Boiled Celery

This vegetable is extremely good dressed like sea-kale, and served on a toast with rich melted butter. Let it be freshly dug, wash it with great nicety, trim the ends, take off the coarse outer-leaves, cut the roots of equal length, tie them in bunches, and boil them in plenty of water, with the usual proportion of salt, from twenty to thirty minutes.

20 to 30 minutes.

Stewed Celery

Cut five or six fine roots of celery to the length of the inside of the dish in which they are to be served; free them from all the coarser leaves, and from the green tope, trim the root ends neatly, and wash the vegetable in several waters till it is as clean as possible; then, either boil it tender with a little salt, and a bit of fresh butter the size of a walnut, in just sufficient water to cover it quite, drain it well, arrange it on a very hot dish, and pour a thick bechamel, or white sauce over it; or stew it in broth or common stock, and serve it with very rich, thickened, Espagnole or brown gravy.
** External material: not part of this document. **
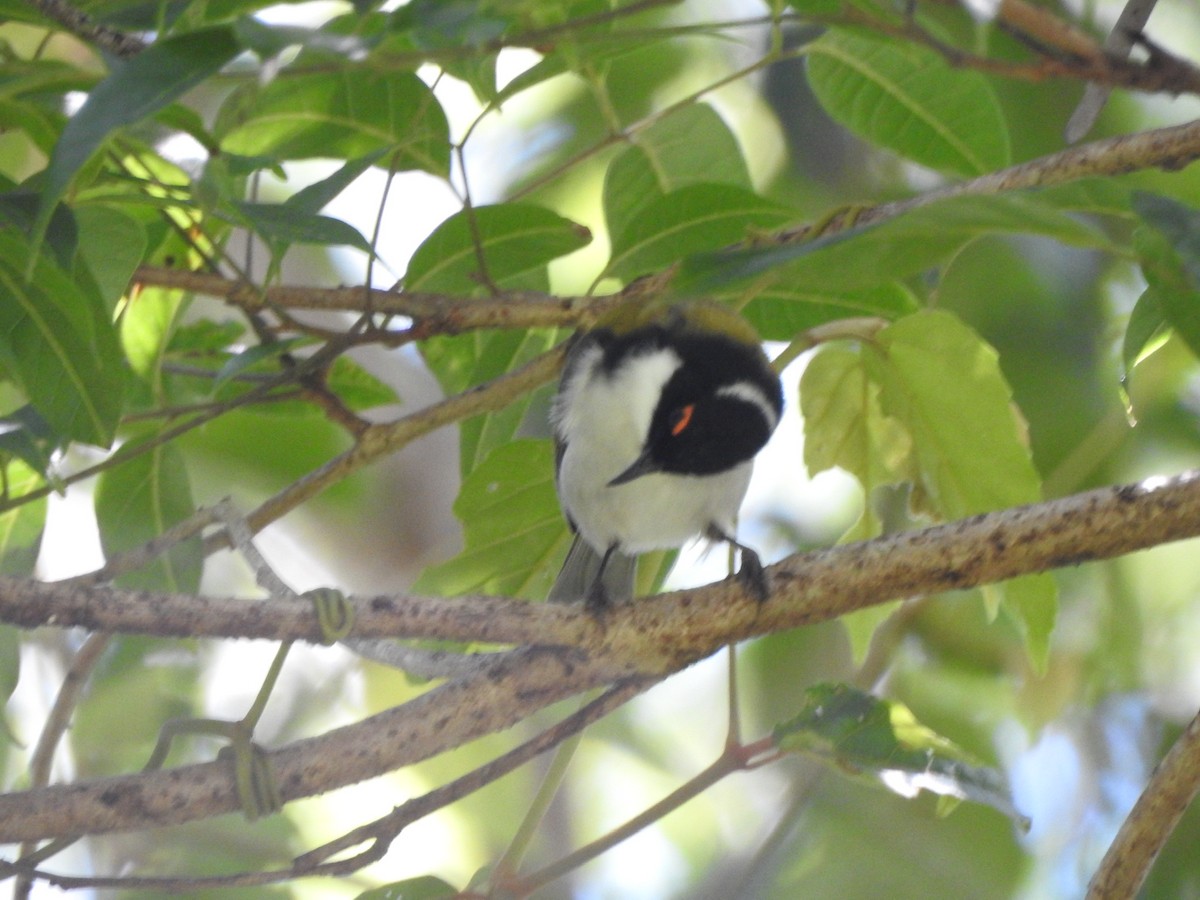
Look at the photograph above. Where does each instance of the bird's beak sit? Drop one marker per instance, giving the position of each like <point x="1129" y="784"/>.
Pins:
<point x="642" y="466"/>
It has a higher flavour when partially stewed in the sauce, after being drained thoroughly from the broth. Unless very large and old, it will be done in from twenty-five to thirty minutes, but if not quite tender, longer time must be allowed for it. A cheap and expeditious method of preparing this dish is to slice the celery, to simmer it until soft in as much good broth as will only just cover it, and to add a thickening of flour and butter, or arrowroot, with some salt, pepper, -and a small cupful of cream. 25 to 30 minutes, or more.